Manually Searching Advisories and Blogs for Threat Data--"Who's Got Time for That?" presented at Shmoocon 2015

by Elvis Hovor, Shimon Modi,

Summary : Threat intelligence is generating a lot of buzz, and many vendors/industry driven initiatives are focused on addressing how enterprises can leverage threat intelligence. Despite the appearance that cyber threat intelligence is structured and well formatted, most enterprise receive threat intelligence from external sources in unstructured text format, in forms of advisories, email bulletins, chat forums etc. Threat intelligence is most relevant when it is timely and actionable. The status quo of using human analysts to process threat data and determine its relevance is inefficient and does not scale either.
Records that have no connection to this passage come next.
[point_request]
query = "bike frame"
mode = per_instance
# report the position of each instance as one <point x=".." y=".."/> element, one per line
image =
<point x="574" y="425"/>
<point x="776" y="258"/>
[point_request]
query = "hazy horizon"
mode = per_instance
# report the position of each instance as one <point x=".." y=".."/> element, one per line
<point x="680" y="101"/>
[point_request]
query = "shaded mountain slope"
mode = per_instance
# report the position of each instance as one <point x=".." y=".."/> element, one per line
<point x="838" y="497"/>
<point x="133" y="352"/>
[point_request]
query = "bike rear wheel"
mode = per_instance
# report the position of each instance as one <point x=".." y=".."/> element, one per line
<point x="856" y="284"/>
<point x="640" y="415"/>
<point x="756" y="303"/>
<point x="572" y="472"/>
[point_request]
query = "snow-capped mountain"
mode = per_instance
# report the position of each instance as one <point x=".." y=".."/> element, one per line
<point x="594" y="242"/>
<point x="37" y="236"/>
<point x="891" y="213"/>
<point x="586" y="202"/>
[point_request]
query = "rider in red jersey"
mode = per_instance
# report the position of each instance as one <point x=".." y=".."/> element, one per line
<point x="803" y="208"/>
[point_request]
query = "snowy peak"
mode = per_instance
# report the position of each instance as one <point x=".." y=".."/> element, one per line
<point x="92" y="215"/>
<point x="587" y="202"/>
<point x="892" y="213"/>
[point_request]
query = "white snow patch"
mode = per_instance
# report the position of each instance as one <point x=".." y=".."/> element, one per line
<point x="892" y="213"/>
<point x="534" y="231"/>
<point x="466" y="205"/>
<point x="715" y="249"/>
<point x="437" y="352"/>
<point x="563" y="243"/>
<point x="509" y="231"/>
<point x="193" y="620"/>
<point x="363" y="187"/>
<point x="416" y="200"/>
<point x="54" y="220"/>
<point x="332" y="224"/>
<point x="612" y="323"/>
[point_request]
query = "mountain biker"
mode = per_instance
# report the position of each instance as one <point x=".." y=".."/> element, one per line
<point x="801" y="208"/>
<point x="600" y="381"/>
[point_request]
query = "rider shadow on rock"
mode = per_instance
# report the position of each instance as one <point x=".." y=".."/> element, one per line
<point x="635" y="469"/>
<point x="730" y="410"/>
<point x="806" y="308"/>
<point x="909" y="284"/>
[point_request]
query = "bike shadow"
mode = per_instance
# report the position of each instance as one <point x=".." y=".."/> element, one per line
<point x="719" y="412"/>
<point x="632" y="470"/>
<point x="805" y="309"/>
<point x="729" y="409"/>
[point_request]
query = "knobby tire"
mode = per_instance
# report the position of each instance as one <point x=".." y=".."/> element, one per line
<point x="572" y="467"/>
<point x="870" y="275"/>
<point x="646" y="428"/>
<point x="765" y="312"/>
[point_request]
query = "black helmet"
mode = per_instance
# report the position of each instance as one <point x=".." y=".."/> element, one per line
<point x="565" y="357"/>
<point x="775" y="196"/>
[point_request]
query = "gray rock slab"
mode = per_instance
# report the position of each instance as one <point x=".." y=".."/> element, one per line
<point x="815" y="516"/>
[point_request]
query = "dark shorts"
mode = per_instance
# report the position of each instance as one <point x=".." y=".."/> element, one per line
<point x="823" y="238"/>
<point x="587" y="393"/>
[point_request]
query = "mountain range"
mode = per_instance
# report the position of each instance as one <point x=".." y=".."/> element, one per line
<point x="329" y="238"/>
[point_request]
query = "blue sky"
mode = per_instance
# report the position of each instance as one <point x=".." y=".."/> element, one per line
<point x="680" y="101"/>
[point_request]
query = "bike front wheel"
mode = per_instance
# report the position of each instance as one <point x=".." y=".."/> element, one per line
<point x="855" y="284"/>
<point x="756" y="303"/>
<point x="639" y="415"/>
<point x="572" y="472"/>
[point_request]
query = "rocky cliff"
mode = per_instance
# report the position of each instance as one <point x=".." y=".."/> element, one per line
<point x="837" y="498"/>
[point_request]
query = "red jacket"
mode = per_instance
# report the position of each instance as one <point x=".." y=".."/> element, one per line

We have developed a solution that increases automation of extracting threat data from unstructured sources and mapping them to the various STIX data constructs, in effect converting it into a structured form. This has several benefits:
Allows human analyst to focus on analysis, and not spend time parsing text through a document
Increases machine readability by converting incoming data into structured format
Apply customized contextualization and prioritization filters to the extraction process
We have developed this solution on OpenNLP, a natural language processing toolkit. We will demonstrate how to process a batch of threat advisories and prioritize them for analysts to review based on predefined analyst preferences.